To prevent a medication overuse headache, people should avoid using pain relief medication for headaches more than a couple of times per week. If headaches requiring pain medication are persistent and frequent, seek advice from a doctor for better prevention and treatment.
Occipital neuralgia is a distinctive and less common type of headache that tends to begin at the base of the neck and spreads up to the back of the head, then behind the ears.
It may relate to damage or irritation of the occipital nerves, which run up the back of the neck to the base of the scalp.
Underlying diseases, neck tension, or other unknown factors might cause the damage or irritation.
The pain in occipital neuralgia can be severe. Other symptoms include:
- continuous throbbing and burning ache
- intermittent shocking or shooting pains
- pain is often on one side of the head and can be triggered by moving the neck
- tenderness in the scalp
- sensitivity to light
Due to the similarity of symptoms, a person or medical professional might mistake occipital neuralgia for a migraine headache or another type of headache. A distinguishing feature of occipital neuralgia is pain after applying pressure to the back of the neck and scalp.
Sometimes, a doctor may diagnose occipital neuralgia by injecting a local anesthetic close to the occipital nerves, providing a temporary nerve block. If the pain decreases, then a doctor will likely diagnose occipital neuralgia.
As occipital neuralgia can be a symptom of other disorders, the doctor may also check for other underlying conditions.
Possible causes include:
- damage to the spine or discs
- nerve damage caused by diabetes
- inflammation of blood vessels
Applying heat packs, resting, massage, physical therapy, and taking anti-inflammatory medications, such as aspirin or naproxen, can help reduce pain levels. Various types of heat packs are available online.
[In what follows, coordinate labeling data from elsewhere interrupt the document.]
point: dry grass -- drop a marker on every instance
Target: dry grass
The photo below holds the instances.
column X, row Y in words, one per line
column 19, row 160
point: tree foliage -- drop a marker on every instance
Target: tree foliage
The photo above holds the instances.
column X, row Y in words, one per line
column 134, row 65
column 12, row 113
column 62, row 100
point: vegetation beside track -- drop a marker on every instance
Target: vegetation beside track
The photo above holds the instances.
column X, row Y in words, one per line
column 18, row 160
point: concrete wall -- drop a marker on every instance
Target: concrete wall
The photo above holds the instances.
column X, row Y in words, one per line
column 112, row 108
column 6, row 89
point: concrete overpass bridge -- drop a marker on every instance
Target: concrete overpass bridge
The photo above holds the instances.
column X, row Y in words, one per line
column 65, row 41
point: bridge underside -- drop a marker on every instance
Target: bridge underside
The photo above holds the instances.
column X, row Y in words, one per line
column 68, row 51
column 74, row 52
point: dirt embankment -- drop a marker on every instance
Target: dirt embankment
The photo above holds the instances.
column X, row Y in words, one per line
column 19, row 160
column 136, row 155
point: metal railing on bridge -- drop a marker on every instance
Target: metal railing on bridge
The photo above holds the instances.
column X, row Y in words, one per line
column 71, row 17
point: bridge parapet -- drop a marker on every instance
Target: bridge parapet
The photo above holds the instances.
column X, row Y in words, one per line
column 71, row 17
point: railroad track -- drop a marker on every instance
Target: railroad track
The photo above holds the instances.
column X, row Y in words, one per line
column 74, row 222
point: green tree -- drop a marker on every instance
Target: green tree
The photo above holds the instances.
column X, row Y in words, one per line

If pain is severe, a person with occipital neuralgia may need to take oral muscle relaxants or nerve-blocking medications. For severe pain, a medical professional may recommend a local anesthetic or steroid injections.
On rare occasions, a person may need surgery to reduce pressure on the nerves or block pain messages to this part of the body.
Exercise-induced headaches occur as the result of strenuous physical activity. They start suddenly during or immediately after exercise, rapidly becoming severe.
A wide range of exercises might trigger this pain, from weightlifting or running to sexual intercourse and straining on the toilet.
Symptoms include a pulsating pain on both sides of the head, which can last from 5 minutes to 2 days. These headaches are usually isolated events and may also produce migraine-like symptoms.
Causes and prevention
The cause of these headaches is unknown. They typically only occur for 3–6 months. Methods for preventing them from recuring include:
- taking pain relief medication before exercise
- avoiding strenuous activity
- warming up properly
- drinking enough fluids
- eating nutritious foods
- getting enough sleep
Treatment consists of using normal headache pain relief medication, such as aspirin or acetaminophen.
Headaches are common. They can affect a person’s quality of life and their ability to carry out everyday tasks.
Many headaches go away without treatment, but some have more serious causes. Anyone who is worried about pain in the back of their head should seek medical advice. If there is an underlying cause that needs addressing, it is better to do so as soon as possible.